In those days they were up on Swanston Street near Lonsdale Street, in a shop with a brass plaque out the front which announced that they sold 'tailors supplies'. I used to go there to buy lace making bobbins, beautiful English lace thread and brass pins for pinning down the lace as you twisted the bobbins around them. I remember feeling the awe as I walked in, long antique wooden drapers counters stretched all along the right side with wooden shelves, the top reached by ladders, stacked with boxes and bolts of linings and interlinings and the arcane tools of the tailoring industry. Right down the end of the shop was a counter's lectern were the assistants went to deliver the money and get change. I was mesmerised, transported and delighted.

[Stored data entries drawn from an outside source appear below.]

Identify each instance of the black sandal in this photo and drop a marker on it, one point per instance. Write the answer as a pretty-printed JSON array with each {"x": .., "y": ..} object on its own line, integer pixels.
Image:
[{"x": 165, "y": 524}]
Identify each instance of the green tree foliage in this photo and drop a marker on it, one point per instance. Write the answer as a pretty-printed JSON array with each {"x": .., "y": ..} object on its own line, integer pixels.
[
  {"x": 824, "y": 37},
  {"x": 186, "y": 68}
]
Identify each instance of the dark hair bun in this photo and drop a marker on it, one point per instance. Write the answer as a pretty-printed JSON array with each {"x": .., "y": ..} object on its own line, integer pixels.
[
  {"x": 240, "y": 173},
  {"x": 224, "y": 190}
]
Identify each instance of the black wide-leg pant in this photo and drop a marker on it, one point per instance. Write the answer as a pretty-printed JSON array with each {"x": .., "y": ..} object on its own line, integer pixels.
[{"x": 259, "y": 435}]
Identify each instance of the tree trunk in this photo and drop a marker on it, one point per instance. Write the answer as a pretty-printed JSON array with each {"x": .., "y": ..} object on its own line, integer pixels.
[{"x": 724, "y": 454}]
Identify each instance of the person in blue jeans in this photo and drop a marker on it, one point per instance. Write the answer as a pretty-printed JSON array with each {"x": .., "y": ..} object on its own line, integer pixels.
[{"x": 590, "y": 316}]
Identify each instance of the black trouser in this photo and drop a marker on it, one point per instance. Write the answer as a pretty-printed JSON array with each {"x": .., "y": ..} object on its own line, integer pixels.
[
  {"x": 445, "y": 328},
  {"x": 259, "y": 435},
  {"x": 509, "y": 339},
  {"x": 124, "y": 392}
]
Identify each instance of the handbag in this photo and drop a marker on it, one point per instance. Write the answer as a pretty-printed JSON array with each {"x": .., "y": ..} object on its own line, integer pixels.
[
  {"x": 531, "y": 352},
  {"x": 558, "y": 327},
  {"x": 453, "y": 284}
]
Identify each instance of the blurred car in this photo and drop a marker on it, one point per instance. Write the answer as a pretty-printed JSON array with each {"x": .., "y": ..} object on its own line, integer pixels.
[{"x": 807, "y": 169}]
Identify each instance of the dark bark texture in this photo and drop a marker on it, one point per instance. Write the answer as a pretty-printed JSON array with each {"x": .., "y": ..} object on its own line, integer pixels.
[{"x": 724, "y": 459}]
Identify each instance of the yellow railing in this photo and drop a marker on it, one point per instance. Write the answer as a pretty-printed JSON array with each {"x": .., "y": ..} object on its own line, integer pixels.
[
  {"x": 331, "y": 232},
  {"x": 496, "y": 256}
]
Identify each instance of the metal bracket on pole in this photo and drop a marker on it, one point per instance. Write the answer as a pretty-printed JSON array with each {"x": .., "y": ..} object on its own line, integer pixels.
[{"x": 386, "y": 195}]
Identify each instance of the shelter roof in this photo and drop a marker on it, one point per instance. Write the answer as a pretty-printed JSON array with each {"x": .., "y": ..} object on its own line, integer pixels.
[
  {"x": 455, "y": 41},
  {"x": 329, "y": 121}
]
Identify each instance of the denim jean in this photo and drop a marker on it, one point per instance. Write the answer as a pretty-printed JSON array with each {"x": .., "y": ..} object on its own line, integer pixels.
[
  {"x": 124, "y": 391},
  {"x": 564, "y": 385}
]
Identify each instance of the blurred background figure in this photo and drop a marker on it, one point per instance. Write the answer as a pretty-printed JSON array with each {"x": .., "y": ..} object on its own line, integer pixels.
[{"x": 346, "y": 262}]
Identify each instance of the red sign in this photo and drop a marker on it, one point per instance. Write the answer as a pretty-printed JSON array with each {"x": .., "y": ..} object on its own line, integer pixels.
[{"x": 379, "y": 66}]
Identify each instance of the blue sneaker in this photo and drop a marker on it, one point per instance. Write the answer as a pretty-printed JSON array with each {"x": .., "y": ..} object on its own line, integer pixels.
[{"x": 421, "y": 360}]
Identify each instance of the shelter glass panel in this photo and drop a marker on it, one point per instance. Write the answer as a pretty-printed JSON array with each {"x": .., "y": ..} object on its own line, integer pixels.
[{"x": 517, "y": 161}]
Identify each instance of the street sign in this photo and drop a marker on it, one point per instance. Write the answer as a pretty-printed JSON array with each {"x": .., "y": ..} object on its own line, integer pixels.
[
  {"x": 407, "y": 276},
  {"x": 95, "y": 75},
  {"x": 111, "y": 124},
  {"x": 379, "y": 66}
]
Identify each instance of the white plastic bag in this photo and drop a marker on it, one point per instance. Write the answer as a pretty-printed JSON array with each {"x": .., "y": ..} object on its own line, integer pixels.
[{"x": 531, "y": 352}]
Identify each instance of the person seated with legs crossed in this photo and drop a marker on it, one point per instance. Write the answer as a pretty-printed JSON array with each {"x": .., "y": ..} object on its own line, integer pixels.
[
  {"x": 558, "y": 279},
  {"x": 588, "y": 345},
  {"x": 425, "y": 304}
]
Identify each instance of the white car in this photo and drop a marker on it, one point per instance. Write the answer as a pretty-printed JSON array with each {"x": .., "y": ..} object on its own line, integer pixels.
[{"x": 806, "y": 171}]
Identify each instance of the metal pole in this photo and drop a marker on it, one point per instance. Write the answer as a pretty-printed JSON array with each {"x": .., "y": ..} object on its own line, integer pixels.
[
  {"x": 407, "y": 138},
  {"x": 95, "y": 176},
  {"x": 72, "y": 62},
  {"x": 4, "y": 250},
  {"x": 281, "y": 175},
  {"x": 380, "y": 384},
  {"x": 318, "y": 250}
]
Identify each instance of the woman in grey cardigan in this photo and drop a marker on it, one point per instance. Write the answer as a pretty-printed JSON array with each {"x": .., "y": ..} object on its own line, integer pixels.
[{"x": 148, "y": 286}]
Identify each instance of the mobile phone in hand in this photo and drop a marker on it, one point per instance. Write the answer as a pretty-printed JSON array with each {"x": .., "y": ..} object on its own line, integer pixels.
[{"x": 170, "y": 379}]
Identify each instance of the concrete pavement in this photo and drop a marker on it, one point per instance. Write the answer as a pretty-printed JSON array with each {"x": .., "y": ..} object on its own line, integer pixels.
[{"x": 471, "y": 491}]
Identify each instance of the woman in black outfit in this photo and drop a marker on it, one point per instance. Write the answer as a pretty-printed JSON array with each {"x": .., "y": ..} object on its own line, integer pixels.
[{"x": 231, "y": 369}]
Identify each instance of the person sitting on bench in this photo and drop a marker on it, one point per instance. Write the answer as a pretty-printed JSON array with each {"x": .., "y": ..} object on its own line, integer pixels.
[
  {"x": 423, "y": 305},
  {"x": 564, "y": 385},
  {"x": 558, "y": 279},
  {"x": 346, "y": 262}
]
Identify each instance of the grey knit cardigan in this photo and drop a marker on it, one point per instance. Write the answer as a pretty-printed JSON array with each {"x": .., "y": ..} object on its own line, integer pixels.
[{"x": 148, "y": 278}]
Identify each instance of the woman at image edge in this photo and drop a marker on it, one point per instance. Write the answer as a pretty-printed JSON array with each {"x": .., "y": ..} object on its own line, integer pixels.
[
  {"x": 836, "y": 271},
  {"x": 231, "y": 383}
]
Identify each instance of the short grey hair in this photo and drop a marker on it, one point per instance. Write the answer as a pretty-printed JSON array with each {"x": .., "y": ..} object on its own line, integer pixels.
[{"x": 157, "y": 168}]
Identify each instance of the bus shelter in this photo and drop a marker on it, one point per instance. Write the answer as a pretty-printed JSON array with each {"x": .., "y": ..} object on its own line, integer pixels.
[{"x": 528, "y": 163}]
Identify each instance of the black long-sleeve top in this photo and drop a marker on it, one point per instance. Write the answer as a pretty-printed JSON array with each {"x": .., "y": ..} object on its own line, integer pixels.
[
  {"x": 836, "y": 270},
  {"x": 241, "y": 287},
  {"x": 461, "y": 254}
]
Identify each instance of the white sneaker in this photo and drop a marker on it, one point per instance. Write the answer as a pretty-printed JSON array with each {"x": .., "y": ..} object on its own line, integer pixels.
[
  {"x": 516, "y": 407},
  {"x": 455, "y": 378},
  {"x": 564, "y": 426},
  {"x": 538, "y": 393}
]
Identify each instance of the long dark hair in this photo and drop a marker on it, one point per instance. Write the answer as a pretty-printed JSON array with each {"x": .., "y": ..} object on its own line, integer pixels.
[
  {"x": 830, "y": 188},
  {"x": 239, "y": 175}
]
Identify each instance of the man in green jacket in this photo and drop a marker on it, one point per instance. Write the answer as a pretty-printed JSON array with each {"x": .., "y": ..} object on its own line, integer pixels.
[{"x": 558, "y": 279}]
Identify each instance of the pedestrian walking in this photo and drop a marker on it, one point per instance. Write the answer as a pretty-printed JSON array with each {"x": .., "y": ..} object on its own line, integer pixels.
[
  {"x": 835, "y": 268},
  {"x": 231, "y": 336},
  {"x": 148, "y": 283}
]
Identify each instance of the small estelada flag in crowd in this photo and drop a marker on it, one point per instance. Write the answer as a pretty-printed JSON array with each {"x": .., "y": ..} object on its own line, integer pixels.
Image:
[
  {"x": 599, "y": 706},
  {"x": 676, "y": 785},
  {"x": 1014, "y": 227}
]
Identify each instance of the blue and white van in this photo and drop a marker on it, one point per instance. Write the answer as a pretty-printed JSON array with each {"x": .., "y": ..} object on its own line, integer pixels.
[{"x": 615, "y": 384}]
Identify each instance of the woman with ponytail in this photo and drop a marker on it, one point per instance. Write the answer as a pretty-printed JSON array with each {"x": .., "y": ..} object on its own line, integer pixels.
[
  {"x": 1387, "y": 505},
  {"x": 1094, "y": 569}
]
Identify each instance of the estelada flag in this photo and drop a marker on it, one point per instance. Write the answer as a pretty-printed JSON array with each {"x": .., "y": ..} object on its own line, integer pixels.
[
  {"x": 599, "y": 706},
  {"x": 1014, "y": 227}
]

Every time I went I always seemed to be served by Old Mr Harvey (who reminded me of Young Mr Grace from 'Are you being served?') and as the lacemaking supplies were on the top shelf I would stand at the counter shaking in fear that he would miss his footing and topple to the ground. His ascent and descent were slow and would have me in fits of agony and hilarity. Many years later they downsized and moved down to the Nicholas Building. Their third floor rooms were perfect too. I'd go there in preference to anywhere else to buy my cloth pencils, marking wax, boxes of long thin pins, scissors, interfacing, strange tailoring waddings, stilettos........
A month ago I got word that they are finally closing the business for good. I was devastated. Places like this shaped me, the schmutter businesses of Flinders Lane that I haunted when I was at college, those people with generations of knowledge that I devoured as breadcrumbs to a hungry bird.
The other week I popped in to say goodbye to Bruce and to say how sad I was and how much I would miss them. Bruce can be a taciturn man but as we finished up he told me about his plans for retirement. How he and his wife were picking up the pieces after losing everything in the fires at Kinglake almost two years ago, that they are about to move into their new house and planting a new garden.
In parting I was glad we talked about that garden. Plants grow, they die and new things take their place, they flower and fruit and we enjoy them while we can. That really is life, beautiful in its transience.
Thanks you R. J. Harvey and Co. Pty Ltd, I will miss you.